This weekend is the Half Marathon in my city. Half Marathons remind me of a variety of things. Whilst I was living in Paris I signed up to do the Paris half. It was a way to make me train. Motivation to pull me out of bed in the morning and run. Keep running. And run some more. It was a way of hiding behind my eating disorder… People would congratulate me for training for a half marathon. It was fuel for Ed. Strength for Ed. Food for Ed. Little did I know that signing up for the half marathon would make me addicted to exercise and diagnosed with “exercise bulimia”.
Fortunately I started therapy in Paris in the January. The half marathon was in March.

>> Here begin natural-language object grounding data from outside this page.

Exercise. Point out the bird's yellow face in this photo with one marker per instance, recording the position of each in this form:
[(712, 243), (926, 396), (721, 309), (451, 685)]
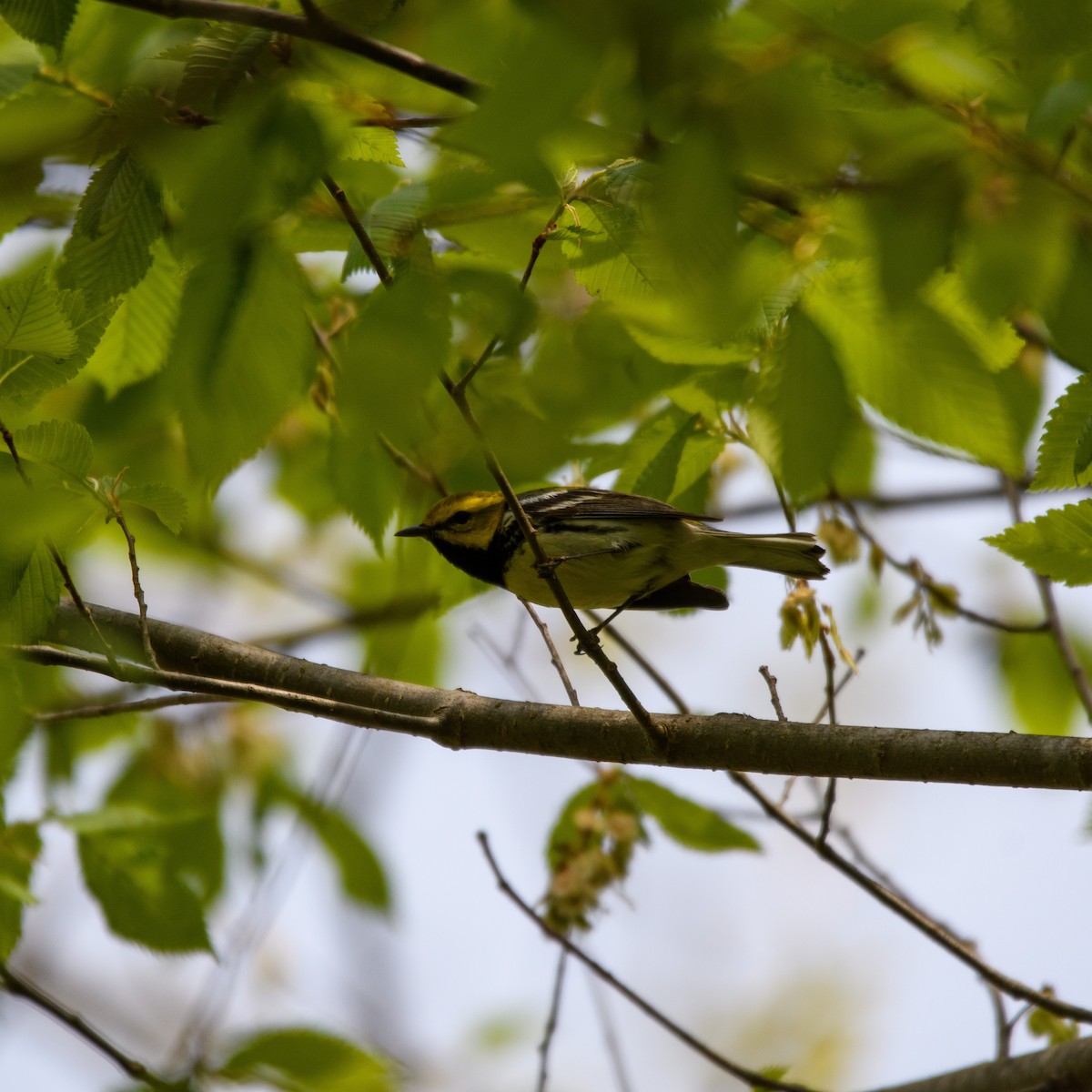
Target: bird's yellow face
[(464, 519)]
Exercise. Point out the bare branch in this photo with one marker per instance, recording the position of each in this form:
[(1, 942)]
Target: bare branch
[(907, 912), (555, 1008), (359, 229), (1064, 1068), (212, 664), (753, 1078), (136, 1070), (317, 30), (554, 658)]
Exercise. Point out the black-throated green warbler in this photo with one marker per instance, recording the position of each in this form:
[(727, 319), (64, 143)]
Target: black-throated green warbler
[(612, 550)]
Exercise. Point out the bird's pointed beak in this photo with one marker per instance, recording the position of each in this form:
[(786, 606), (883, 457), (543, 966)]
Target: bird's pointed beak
[(418, 531)]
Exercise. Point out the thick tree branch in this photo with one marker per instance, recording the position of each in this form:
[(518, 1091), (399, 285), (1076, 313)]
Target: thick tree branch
[(317, 30), (199, 662), (1064, 1068)]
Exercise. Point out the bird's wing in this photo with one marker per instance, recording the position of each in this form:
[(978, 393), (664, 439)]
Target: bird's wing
[(572, 502)]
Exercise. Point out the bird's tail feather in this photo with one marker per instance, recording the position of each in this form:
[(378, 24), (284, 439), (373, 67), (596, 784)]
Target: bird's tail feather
[(792, 554)]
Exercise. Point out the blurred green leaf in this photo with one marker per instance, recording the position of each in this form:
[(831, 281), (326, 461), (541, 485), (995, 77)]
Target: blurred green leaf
[(136, 342), (30, 590), (298, 1059), (375, 145), (361, 875), (167, 502), (63, 445), (46, 22), (393, 353), (20, 845), (241, 359), (119, 218), (1037, 682), (1064, 452), (143, 898), (805, 409), (686, 823), (217, 63), (33, 319), (916, 369), (1057, 544)]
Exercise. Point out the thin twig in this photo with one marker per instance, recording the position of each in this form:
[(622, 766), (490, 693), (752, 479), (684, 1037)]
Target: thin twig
[(426, 476), (844, 682), (654, 674), (536, 246), (551, 1027), (771, 682), (756, 1079), (585, 642), (943, 595), (207, 1011), (118, 516), (136, 1070), (554, 658), (430, 121), (1046, 587), (829, 665), (610, 1035), (359, 229), (316, 30), (55, 554), (229, 689), (931, 928), (120, 708)]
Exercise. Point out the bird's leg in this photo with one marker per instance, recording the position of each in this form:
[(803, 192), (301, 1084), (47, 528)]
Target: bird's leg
[(606, 622)]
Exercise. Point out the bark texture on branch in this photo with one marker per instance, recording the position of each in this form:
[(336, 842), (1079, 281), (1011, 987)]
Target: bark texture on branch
[(1064, 1068), (458, 719)]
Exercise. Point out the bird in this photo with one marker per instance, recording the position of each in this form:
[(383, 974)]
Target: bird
[(609, 550)]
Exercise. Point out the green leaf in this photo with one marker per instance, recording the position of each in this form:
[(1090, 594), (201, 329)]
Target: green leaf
[(30, 591), (15, 722), (298, 1059), (805, 409), (46, 22), (361, 875), (686, 823), (1062, 462), (1038, 686), (374, 145), (135, 344), (394, 224), (1057, 544), (913, 221), (916, 369), (26, 376), (218, 61), (241, 359), (63, 445), (20, 845), (33, 320), (132, 877), (1067, 316), (667, 454), (389, 366), (165, 501), (119, 218), (1084, 456)]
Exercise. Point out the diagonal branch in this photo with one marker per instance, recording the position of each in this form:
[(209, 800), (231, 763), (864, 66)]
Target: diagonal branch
[(199, 662), (321, 30)]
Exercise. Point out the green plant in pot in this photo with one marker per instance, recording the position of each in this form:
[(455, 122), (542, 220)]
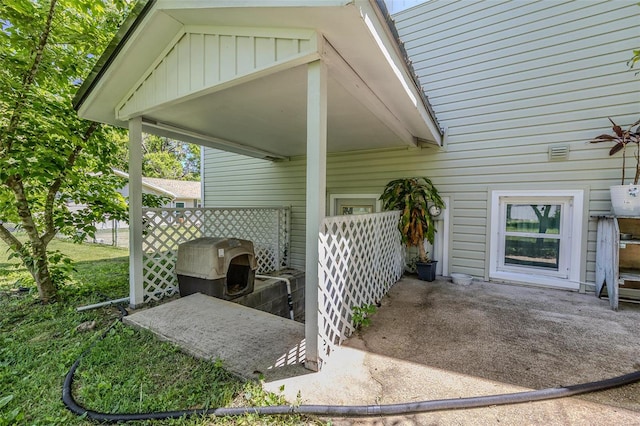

After many therapy sessions and a lot of conversations with my self-help group and sponsor, I was able to drop out of the race. I learnt that if I were to run the race and cross the finish line, it would be my Eating Disorder who had won. Not me.
However, as my friend was competing in the race she wanted me to come and support her. Although I knew it would be triggering and not the right thing for my recovery, I felt obliged to show my support. I sat, I watched, I cheered and I cried. The sound of Ed screaming in my ear was unbearable. The thoughts running through my mind were painful.
So whilst I showed strength in not running the race, I wasn’t strong enough to put myself first and not watch. I put other people before myself in another desperate attempt to people please. This year however, things have changed. I have realised that recovery has to come first. Staying on track and staying healthy is more important than a couple or cheers from the sideline. Today I am able to stay strong in recovery by removing myself from triggering situations. I know my triggers and I know how to avoid them. I can show support to my friends running the race in other ways. I don’t need to be on the sideline.